As marcas dos pregos

Há dias eu estava conversando com a minha esposa sobre vários assuntos das nossas infâncias e de como a nossa memória é um cofre inviolável do qual nenhum ladrão rouba nada e não pode haver confisco.

Recordávamos tantas coisas que hoje é só passado; quem as viveu se recorda; amanhã serão somente títulos de livros de história.

Quem se recorda das tramelas para fechas as portas, da lamparina e do lampião à querosene, daquela carne e linguiça guardadas na banha no fundo daquela lata vazia de querosene, pois geladeira era palavra desconhecida, já que luz elétrica era um luxo que só em grandes centros se tinha.

E quantas outras coisas mais: o velho torrador de café, o pilão e tudo o que nele era feito; as máquinas de moer e encher lingüiças; os pães e bolos caseiros.

Não que sejamos velhos ou antigos, o progresso é que muitas vezes anda devagar em alguns lugares e muito rápido em outros, tal como sempre aconteceu na metrópole da nossa queridíssima cidade de São Paulo.

Entre as minhas recordações, surgiu-me uma história que me guiou em meus atos e que serve para reflexão hoje e sempre, e eu a conto agora:

A um garoto foi dado, recortado em madeira, um coração e a ele se explicou que cada vez que fosse desobediente, naquele coração seria pregado um preguinho. No final do ano, se veria quantas vezes ele havia errado e quantos pontos perderia para fazer, ou não, jus ao presente de natal.

Dias, semanas, meses haviam passado quando o garoto se lembrou do coração, correu para pegá-lo e quão decepcionado ficou consigo mesmo. O coração estava cravejado em quase toda superfície.
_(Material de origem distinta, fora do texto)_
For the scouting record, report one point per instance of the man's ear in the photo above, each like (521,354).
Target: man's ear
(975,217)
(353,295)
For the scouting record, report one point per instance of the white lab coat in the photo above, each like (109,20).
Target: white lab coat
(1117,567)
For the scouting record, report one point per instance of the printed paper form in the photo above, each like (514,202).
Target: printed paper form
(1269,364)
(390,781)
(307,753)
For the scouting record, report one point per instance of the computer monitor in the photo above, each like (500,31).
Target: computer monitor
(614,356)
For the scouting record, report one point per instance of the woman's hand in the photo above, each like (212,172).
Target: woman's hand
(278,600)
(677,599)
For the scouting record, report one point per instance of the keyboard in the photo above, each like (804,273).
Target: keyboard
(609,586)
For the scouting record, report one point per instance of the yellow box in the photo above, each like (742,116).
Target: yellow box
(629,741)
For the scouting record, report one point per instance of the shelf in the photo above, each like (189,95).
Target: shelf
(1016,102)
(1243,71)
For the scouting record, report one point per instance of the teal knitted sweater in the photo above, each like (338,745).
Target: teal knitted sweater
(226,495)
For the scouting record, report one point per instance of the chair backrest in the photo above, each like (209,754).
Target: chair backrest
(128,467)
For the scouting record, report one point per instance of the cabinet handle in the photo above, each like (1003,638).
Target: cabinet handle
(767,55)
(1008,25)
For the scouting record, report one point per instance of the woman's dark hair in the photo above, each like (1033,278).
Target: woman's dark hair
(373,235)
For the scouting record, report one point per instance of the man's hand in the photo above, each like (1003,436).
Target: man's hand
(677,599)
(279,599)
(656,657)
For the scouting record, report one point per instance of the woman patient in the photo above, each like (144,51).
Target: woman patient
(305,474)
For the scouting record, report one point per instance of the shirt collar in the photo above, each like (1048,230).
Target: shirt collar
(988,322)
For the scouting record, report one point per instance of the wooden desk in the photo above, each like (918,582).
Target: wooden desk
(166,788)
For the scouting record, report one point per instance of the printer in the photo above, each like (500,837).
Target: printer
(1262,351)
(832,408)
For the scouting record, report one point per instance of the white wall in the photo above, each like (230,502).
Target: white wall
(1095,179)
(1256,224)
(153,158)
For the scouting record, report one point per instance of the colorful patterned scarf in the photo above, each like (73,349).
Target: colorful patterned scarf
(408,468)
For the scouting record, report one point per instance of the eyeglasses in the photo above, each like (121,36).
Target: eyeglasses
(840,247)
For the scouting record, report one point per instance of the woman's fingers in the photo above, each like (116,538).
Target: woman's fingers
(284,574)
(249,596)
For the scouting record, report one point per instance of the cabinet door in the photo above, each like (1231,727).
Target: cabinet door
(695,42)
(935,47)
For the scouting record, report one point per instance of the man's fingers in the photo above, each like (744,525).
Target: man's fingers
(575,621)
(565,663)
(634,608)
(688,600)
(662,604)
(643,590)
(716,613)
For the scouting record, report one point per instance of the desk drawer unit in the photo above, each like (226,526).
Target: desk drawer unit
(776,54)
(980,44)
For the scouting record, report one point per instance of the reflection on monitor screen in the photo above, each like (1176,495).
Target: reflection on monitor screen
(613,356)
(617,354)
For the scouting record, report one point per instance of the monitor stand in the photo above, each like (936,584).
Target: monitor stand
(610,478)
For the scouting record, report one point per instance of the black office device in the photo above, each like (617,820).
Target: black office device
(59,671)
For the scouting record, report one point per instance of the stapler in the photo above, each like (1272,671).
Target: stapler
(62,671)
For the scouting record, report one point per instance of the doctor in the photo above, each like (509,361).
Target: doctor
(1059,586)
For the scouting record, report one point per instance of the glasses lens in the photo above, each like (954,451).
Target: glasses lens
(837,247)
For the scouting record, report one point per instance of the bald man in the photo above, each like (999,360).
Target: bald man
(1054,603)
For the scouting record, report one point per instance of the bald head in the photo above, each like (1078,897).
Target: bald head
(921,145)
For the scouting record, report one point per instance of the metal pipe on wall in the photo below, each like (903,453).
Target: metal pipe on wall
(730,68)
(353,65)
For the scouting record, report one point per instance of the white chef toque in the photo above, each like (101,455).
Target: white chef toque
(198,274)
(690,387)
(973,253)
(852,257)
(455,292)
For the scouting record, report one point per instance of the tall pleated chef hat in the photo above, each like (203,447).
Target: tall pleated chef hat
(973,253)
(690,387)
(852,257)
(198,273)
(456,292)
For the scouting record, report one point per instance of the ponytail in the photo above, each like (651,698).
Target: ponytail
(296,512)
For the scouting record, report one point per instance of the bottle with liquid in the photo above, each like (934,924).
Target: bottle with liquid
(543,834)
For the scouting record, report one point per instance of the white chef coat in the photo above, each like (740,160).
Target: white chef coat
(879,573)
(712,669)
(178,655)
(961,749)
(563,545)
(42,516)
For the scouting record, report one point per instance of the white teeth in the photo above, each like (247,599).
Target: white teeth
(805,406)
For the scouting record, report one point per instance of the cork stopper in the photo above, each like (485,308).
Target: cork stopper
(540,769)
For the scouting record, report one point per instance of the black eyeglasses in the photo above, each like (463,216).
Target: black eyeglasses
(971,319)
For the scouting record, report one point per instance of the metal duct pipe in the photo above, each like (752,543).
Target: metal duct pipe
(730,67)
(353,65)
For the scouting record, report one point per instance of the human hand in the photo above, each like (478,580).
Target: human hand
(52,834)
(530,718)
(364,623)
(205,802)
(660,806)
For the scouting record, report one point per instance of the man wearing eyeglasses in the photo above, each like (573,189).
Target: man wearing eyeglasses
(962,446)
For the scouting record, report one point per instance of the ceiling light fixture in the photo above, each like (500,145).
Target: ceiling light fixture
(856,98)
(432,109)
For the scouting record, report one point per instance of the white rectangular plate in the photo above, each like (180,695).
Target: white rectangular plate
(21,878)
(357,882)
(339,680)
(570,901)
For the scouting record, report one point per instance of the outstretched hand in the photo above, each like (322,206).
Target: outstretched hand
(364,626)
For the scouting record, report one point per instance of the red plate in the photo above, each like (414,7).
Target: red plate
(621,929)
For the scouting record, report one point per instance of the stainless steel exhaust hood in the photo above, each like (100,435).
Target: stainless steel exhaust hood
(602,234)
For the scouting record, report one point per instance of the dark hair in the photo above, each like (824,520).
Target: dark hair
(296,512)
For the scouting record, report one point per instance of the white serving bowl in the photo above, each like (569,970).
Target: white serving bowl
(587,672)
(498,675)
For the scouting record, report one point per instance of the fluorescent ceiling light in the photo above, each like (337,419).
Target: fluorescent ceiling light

Mas ele era sabido e esperto. Tirou todos os pregos; tampou todos os furos com cera; lixou; pintou novamente; lustrou; pronto, serviço perfeito, seus erros estavam encobertos.

Guardou sua obra e ficou tranquilo; com um bom malandro ninguém pode.

Será? Mas qual não foi a sua decepção, quando, em data não prevista, o coração foi pego para a prometida verificação. Que lindo; tão bem pintado, polido, lindo mesmo. Raspou-se aquela casca; olhem só o que surgiu: todas as marcas, todos os furos; que decepção!

Quantos "garotos" iguais ao desta história nós encontramos ao nosso dia-a-dia e nós mesmos, quantas vezes queremos disfarçar nossos atos, enganando a nós mesmos, o que é impossível, pois nossas consciências não esquecem.